0

How to write a regex that will combine numbers and chars in a string in any order? For example, If I want to read some kind of invoice number, I have example like this:

example 1: 32ah3af
example 2: 32ahPP-A2ah3af
example 3: 3A63af-3HHx3B-APe5y5-9OPiis
example 4: 3A63af 3HHx3B APe5y5 9OPiis

So each 'block' have length between 3 and 7 chars (letters or numbers) that can be in any order (letters can be lowercase or uppercase). Each. 'block' can start with letter or with number. It can have one "block" or max 4 blocks that are separated with ' ' or -.

I know that I can make separators like: \s or \-, but I have no idea how to make these kind of blocks that have (or do not have) separator.

I tried with something like this:

([0-9]?[A-z]?){3,7}

But it does not work

taga
  • 3,537
  • 13
  • 53
  • 119
  • [`\w{3,7}`](https://regex101.com/r/L26gna/1/) seems good enough? – Hao Wu Mar 30 '21 at 00:48
  • What is this data part of? It's going to be very difficult to write something that doesn't get match practically everything.
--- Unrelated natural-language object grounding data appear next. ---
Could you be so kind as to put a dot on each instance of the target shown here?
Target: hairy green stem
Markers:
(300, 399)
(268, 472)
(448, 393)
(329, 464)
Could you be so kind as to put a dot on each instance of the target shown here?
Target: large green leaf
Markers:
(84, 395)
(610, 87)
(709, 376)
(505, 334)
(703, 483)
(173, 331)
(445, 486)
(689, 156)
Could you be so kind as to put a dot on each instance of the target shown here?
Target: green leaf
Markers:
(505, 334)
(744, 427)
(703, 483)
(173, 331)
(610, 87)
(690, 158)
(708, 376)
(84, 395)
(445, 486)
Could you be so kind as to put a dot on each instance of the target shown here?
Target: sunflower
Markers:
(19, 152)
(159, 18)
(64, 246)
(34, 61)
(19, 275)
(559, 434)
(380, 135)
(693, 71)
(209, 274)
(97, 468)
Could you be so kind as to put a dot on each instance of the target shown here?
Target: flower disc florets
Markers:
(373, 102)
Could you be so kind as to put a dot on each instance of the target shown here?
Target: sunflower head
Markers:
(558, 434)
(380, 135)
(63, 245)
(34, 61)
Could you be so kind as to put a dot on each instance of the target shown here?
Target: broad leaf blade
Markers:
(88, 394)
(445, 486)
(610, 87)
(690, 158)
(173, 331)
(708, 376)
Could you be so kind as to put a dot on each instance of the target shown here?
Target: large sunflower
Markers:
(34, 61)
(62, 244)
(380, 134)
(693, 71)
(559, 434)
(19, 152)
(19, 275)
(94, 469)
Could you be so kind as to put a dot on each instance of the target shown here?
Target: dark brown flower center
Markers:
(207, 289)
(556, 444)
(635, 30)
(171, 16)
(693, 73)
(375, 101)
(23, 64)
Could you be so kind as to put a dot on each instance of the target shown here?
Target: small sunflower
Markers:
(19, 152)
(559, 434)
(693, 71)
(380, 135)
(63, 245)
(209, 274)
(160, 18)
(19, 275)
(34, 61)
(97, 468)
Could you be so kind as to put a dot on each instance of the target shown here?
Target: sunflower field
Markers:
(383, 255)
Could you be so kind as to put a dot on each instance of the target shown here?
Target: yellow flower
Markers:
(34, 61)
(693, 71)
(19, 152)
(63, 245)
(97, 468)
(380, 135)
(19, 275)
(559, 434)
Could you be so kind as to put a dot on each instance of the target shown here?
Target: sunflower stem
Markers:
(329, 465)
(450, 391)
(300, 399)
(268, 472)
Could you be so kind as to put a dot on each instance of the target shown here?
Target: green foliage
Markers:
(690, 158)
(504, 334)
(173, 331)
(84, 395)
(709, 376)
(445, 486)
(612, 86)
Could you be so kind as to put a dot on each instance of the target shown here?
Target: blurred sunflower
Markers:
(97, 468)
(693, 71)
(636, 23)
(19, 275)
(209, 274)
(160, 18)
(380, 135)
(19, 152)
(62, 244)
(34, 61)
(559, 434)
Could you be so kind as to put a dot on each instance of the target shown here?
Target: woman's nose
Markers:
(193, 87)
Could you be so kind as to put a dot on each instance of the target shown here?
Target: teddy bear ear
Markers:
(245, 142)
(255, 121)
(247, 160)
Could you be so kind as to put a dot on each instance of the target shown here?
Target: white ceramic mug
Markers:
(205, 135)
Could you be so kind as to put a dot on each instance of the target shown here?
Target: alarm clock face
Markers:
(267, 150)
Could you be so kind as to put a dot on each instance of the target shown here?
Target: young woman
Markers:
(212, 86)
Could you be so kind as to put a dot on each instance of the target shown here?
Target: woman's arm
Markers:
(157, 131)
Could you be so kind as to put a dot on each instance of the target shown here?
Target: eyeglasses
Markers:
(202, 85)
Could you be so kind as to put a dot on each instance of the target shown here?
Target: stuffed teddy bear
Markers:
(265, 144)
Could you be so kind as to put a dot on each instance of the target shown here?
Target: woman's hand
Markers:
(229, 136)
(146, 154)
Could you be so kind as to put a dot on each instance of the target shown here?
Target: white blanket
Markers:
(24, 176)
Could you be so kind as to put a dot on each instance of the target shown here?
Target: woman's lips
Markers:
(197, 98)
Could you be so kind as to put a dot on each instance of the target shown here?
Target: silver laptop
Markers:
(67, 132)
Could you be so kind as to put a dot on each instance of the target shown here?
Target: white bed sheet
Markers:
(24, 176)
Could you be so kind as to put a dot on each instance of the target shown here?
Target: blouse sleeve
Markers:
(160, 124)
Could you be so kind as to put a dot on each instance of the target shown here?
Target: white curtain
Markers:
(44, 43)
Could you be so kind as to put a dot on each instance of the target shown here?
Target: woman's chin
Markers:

A pattern that matches your invoice numbers will also match "wishy-washy" and "some kind invoice number". – Tim Roberts Mar 30 '21 at 01:01

2 Answers2

2

You could use

^[A-Za-z0-9]{3,7}(?:[ -][A-Za-z0-9]{3,7}){0,3}\b

The pattern matches:

  • ^ Start of string
  • [A-Za-z0-9]{3,7} Match 3-7 times either a lower or uppercase char a-z or number 0-9
  • (?: Non capture group
    • [ -][A-Za-z0-9]{3,7} Match either a space or - and 3-7 times either a lower or uppercase char a-z or number 0-9
  • ){0,3} Close the non capture group and repeat 0-3 times to have a maximum or 4 occurrences
  • \b A word boundary to prevent a partial match

Regex demo

Note that [A-z] matches more than [A-Za-z0-9]

The fourth bird
  • 154,723
  • 16
  • 55
  • 70
  • It works but there is one case that does not work, for example: 325df j344j 25hi245bib245245hj, in this case it collects 325df j344j 25hi2, but it should collect only 325df j344j. Can you add fix for that please? Because I can have this case: 325df j344j someotherlongword, i need only first 2 blocks – taga Mar 30 '21 at 09:17
  • 1
    @taga Do you mean like this? `^[A-Za-z0-9]{3,7}(?:[ -][A-Za-z0-9]{3,7}\b){0,3}` https://regex101.com/r/GNDrku/1 – The fourth bird Mar 30 '21 at 09:18
0

As long as you want to only capture / search for the invoice ids, the suggestion from Hao Wu is valid:

 r'\w{3,7}'

for regex (check here).

If you can drop the remaining part, then this should be enough.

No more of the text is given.